2. Life is prevalent in the universe, known as Panspermia. On Earth it began by seeds of life arriving from outer space.
3. Life was created, as described in the first chapter of Genesis.
1a. The first hypothesis was tested experimentally. A “primitive soup” containing atoms molecules and water was treated with high voltage, or irradiated with U.V. or x-rays. In the following days, some basic organic molecules that form the building blocks of modern life aggregated spontaneously, yet did not replicate.
2a. The British astronomer Fred Hoyle was the proponent of Panspermia http://www.panspermia.org, He believed that life on earth came from outer space.
3a. According to Genesis, life requires a different creation act than the rest of the universe.
Already Aristotle favored abiogenesis basing his hypothesis on the observed fact that some animals arise from putrid matter, or that plant lice arise from dew. In the 19th century this brand of abiogenesis was finally refuted by Louis Pasteur, which led to the conclusion that Life comes from Life (omne vivum e vivo). Yet the concept Life is too broad, and Rudolph Virchow replaced it with: Cells always emerge from cells (omnis cellula ex cellula).
The cell is the atom of life. If disrupted it dies. It is extremely complex. This complexity is conserved as such and passed from generation to generation. The first cells which appeared on earth were the archaea. They lack a nucleus and are called also prokaryotes. Then some invaded other cells, continued living in their cytoplasm, and became cell organelles, like mitochondria. (v. Lynn Margulis http://www.bio.umass.edu/faculty/biog/margulis.html ). In the same way cell nuclei were formed in eukaryotes.
The rest of the evolution can be summarized as a gradual assembly of cells into different organisms. When a sperm meets an ovum, both contribute to each other their enormous complexity. The complexity of the ovum cytoplasm surpasses its genetic complexity. Without this indispensable complexity which the two provide, life cannot exist.
There is a smooth transition between the inorganic and organic world. Atoms assemble into molecules, and molecules into complex macro molecules. None of these intermediary states actually lives. Life’s smallest atom is the cell.

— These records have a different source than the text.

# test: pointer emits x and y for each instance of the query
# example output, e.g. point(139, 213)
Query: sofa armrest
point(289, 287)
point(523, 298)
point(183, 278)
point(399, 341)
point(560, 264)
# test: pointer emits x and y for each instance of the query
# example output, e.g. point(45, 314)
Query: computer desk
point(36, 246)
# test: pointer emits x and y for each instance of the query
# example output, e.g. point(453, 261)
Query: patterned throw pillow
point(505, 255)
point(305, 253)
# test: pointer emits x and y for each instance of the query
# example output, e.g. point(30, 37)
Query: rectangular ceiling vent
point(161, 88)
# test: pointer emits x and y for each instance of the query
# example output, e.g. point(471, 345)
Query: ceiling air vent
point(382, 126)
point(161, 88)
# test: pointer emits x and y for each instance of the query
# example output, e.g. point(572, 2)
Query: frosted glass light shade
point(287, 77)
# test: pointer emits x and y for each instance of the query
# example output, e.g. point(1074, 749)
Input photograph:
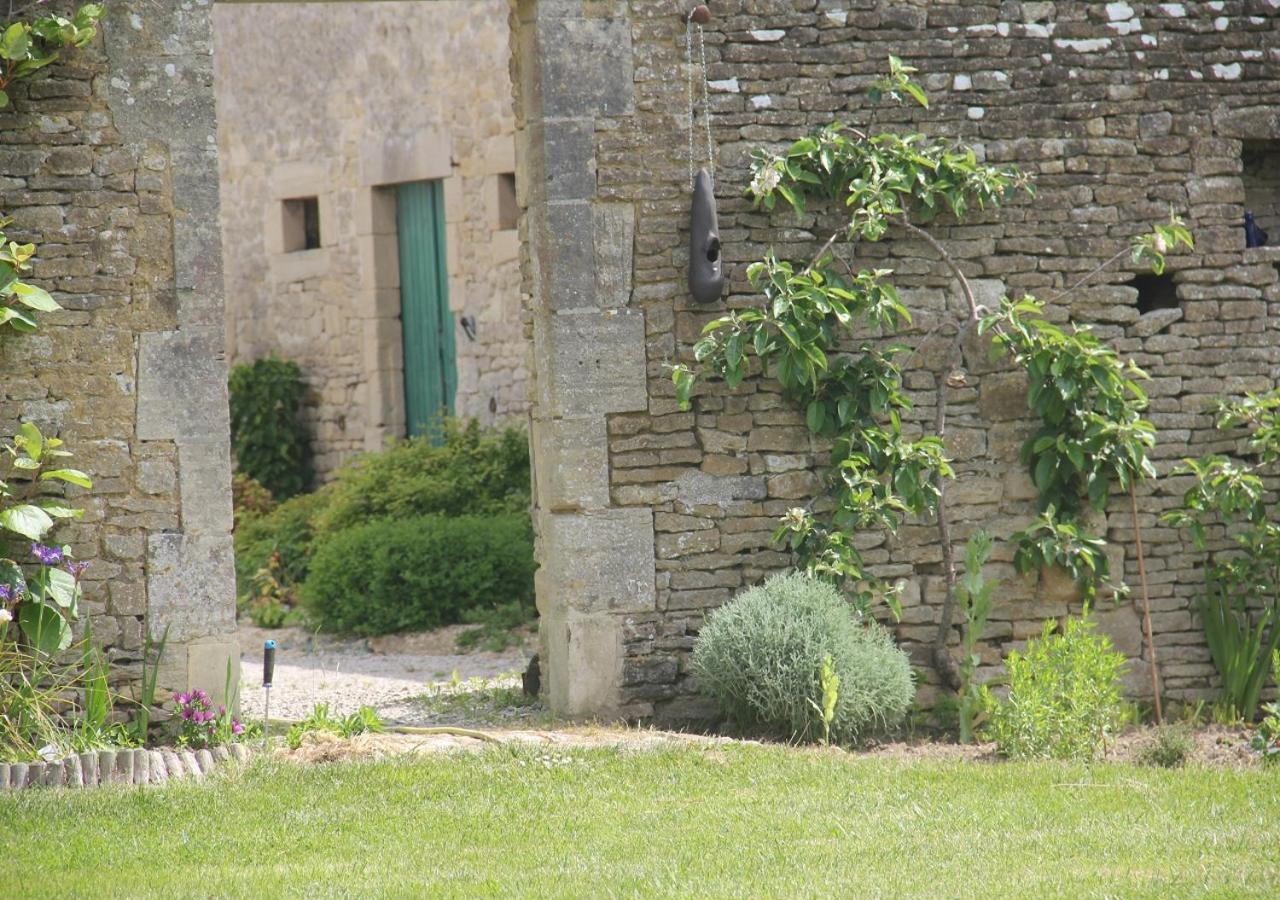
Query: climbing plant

Now imagine that life on earth is a computer, and its processes are computations. This bio-computer does not generate its complexity from scratch, or from some simple programs. It starts its computations from a baseline, the complexity of a cell. We ought therefore to distinguish between two kinds of complexity: NKS complexity, which can be generated with simple programs, and that of a cell, which cannot.
In order to exist, life needs a certain amount of complexity which initially arrived from outer space, and may have been arriving ever since.